Messengers opened on 17 January in the Gallery’s Annenberg Court. Riley, now 87, has painted large coloured discs using acrylics directly onto the plaster wall covering an area 10x40m. I arrive just after 10am via the gallery level and so get a great unobstructed view of the piece. Riley wants us to feel alive whilst looking at this work, to see the shape and colours of the discs change depending on where we stand and for how long we look at it. The discs really do change and I am immediately reminded of a very different work that also plays with the idea of colour and afterimages; Olafur Eliasson's Your Double-Lighthouse Projection currently on display at Tate Modern.
Here though, the beauty of the repeated pattern of the discs in muted purple, taupe and green is both calming and reassuring.
The title, Messengers, comes from a phrase John Constable used when referring to clouds in the sky, and so I decide to go cloud spotting in the gallery. Constable has inspired Riley who in turn has inspired me to take a fresh look at some very familiar works. I start with the man himself, Constable and The Hay Wain painted in 1821.
Willy Lott’s Suffolk cottage is framed by heavy rain-filled clouds. They demonstrate Constable's skill at painting realistic and meteorologically correct clouds. I look across to see Turner’s Rain, Steam, and Speed - The Great Western Railway painted nearly a quarter of a century later and am struck by the abstract quality of his impastoed sky.
Monet’s impressionist fleeting clouds at Trouville have also been created with brushstrokes laden heavy with paint.
I know they contain real sand as he painted the scene on the actual beach depicted and analysis carried out by conservators reveal sand particles within the paint layers. Nearby Cezanne’s eleven bathers are far too preoccupied to notice the beautiful heavy bulbous clouds above them.

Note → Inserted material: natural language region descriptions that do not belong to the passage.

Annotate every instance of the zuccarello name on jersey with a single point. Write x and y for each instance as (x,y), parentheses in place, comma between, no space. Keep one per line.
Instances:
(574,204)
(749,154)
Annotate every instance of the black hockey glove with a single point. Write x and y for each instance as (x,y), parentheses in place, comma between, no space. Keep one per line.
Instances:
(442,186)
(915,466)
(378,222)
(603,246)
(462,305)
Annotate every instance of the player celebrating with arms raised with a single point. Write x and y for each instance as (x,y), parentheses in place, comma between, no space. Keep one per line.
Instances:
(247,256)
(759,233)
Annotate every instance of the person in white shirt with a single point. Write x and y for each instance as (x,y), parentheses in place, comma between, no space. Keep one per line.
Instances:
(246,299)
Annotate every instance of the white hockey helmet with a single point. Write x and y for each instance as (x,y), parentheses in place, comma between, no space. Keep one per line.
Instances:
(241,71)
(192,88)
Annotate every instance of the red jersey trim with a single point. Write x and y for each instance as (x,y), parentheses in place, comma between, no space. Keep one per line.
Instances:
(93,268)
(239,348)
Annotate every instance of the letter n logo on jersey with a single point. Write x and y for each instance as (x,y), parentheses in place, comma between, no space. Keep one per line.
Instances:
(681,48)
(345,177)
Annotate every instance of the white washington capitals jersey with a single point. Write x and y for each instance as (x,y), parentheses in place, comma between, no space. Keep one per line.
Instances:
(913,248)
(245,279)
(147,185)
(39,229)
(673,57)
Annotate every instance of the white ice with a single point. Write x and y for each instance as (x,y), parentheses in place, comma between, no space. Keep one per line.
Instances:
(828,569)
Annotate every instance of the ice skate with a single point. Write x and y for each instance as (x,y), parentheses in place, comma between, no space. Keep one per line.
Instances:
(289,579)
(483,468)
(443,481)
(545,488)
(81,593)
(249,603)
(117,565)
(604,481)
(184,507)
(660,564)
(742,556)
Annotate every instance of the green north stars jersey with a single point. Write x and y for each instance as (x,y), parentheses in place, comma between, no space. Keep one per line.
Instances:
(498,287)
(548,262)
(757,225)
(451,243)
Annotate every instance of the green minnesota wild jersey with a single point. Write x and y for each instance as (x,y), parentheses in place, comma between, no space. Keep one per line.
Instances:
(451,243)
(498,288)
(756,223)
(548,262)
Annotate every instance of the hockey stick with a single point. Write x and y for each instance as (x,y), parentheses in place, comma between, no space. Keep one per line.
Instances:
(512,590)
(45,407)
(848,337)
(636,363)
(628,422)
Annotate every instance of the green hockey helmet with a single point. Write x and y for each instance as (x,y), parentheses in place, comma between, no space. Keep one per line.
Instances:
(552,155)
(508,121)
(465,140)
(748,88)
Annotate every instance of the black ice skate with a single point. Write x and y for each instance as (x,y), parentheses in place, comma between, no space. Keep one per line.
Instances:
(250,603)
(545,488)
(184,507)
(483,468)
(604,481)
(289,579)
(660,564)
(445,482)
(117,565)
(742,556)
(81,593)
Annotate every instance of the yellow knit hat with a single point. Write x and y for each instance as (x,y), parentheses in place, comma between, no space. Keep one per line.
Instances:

Onto Venice and Canaletto’s calm fluffy clouds wistfully move across the lagoon. Titian worked in Venice, taking full advantage of all the precious materials traded there from the east including ultramarine extracted from lapis lazuli.
The sky for Bacchus and Ariadne is an intense vivid blue commanding nearly half the canvas. It makes a great contrast to the scene and the clouds Titian painted. Velazquez’s spiritual sky, by comparison, frames the Madonna in more muted, contemplative tones.
I finish with Duccio’s early Renaissance religious panels where the sky is represented with valuable and reflective gold rather than painted as an earthly sky with clouds.
As I leave the National Gallery I am greeted with a beautiful cloudless blue sky and Nelson, struck with an aeroplane flight path trail which looks dramatic but also reminds me of the term ‘messenger’ where my journey began.
As messengers, clouds might be seen to signify the changing tides of time. They are often part of the backdrop of a scene, often perhaps not SEEN. I try and recall other important or impressive clouds from the history of art. It’s an eclectic mix - Chronologically: Gainsborough, Hokusai, Whistler, Van Gogh, Magritte, Nash but there are also real clouds that form part of more modern works: Kapoor’s Sky Mirrors and Turrell’s Skyscapes for example. This seems far from comprehensive so, for now, my cloud hunt will continue.